The investigation continues to prove fruitless until Robbins remarks about the plane's blue seats, which puzzles Sheckly since he remembers them as being brown when he entered the plane. Bengston says they were red. When they examine the plane's tail and each see different registration numbers, Sheckly comes to a conclusion: the plane is not real but merely an illusion.
To prove his theory, as well as to break the illusion, Sheckly proposes a simple but potentially fatal test: he will put his arm in the path of the plane's running propeller. Despite the objections, he convinces the staff to go along with it, and Robbins starts the plane's engines. After some hesitation, Sheckly places his arm directly into the path of the spinning propeller; just as he predicted, his arm remains completely intact, and the plane vanishes. However, when Sheckly turns to reassure the others, he is met only with silence, as they each disappear just as the plane did.

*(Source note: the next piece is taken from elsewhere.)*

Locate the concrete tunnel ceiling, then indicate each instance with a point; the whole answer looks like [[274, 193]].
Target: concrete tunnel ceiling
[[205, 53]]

Calling out for the staff, Sheckly makes his way back to the Operations room and meets up with Bengston and Malloy, only to discover that they have no recollection of the empty plane or Sheckly's investigation. When asked, Bengston states that flight 107 from Buffalo landed safely with full crew and passengers and shows him a newspaper article to prove it, but further questions by Sheckly reveal that the only plane that the airline ever lost was a flight 107 from Buffalo, about 17 or 18 years ago. The case had been investigated by Sheckly but was never solved, the only case he never figured out, closed as "presumed crashed for reasons unknown." Sheckly slowly makes his way out of the Operations room, weakly repeating that he has a perfect record of solving cases. As he wanders through the airfield he calls out, demanding to know where flight 107 is, what happened to it, and why it went down. "Why didn't you ever tell anyone what happened to you?", he asks, then he sags onto the runway as the sound of an aircraft engine is heard above him.